According to Musk, the biggest issue is not the production capacity of Fremont
alone, but also the number of batteries Tesla can have. Unless the company drastically increases the availability of these components, it may be ahead of a significant bottleneck.
“The thing we're going to be really focused on is increasing battery production capacity because that's very fundamental. If you don't improve battery production capacity, then you end up just shifting unit volume from one product to another and you haven't actually produced more electric vehicles.”

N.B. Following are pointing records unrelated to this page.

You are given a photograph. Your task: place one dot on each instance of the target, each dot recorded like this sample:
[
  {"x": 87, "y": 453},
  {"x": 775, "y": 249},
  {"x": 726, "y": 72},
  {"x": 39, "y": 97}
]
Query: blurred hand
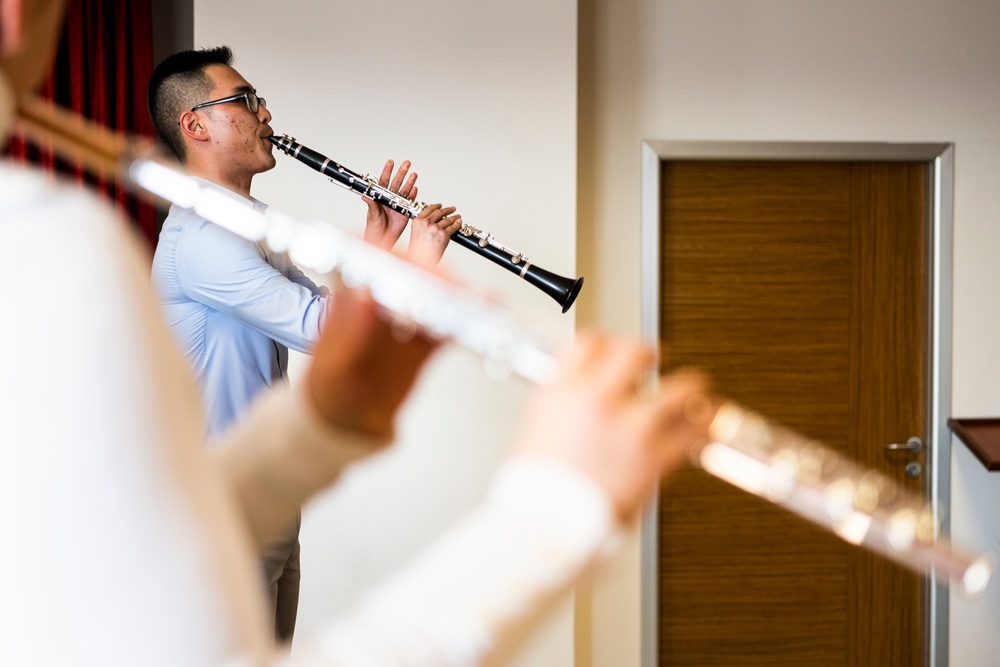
[
  {"x": 383, "y": 225},
  {"x": 592, "y": 418},
  {"x": 361, "y": 372},
  {"x": 430, "y": 232}
]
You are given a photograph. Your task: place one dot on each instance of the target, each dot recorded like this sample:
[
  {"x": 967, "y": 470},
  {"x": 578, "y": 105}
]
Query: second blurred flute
[{"x": 563, "y": 290}]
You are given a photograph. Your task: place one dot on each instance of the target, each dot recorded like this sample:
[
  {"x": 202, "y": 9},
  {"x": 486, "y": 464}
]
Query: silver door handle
[{"x": 914, "y": 445}]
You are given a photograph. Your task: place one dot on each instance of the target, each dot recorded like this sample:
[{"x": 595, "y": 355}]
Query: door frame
[{"x": 940, "y": 158}]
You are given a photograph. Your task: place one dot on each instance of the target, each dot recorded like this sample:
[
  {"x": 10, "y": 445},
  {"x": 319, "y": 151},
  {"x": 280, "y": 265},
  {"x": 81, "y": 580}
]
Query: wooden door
[{"x": 802, "y": 288}]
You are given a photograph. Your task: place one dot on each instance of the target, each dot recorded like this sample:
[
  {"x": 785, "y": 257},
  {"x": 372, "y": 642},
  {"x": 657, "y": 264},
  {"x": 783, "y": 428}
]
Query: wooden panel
[
  {"x": 763, "y": 286},
  {"x": 888, "y": 401}
]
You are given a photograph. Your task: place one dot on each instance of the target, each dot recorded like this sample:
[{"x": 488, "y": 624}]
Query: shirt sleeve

That would be “part of the reason” for the Semi
production to have been pushed to 2020 instead of 2019 like Tesla previously planned.
“That's part of the reason why we have not, for example, really accelerated production of the Tesla Semi. It does use a lot of cells and unless we've got a lot of battery cells available, accelerating production of the Tesla Semi would then necessarily mean making pure Model 3 or Model Y cars. We've got to really make sure we get a very steep ramp in battery production and continue to improve the cost per kilowatt/hour of the batteries. This is very fundamental and extremely difficult.”
The other reason for that not to happen is probably the limited production capacity. Musk did not address how Tesla plans to solve that, perhaps because no analyst insisted on that. All the Tesla CEO said about this situation was this.
“I have never seen actually such a level of demand at this – we've never seen anything like it, basically. I think we will make about as many as we can sell for many years. So, we'll sell as many as we can make. It's going to be pretty nuts.”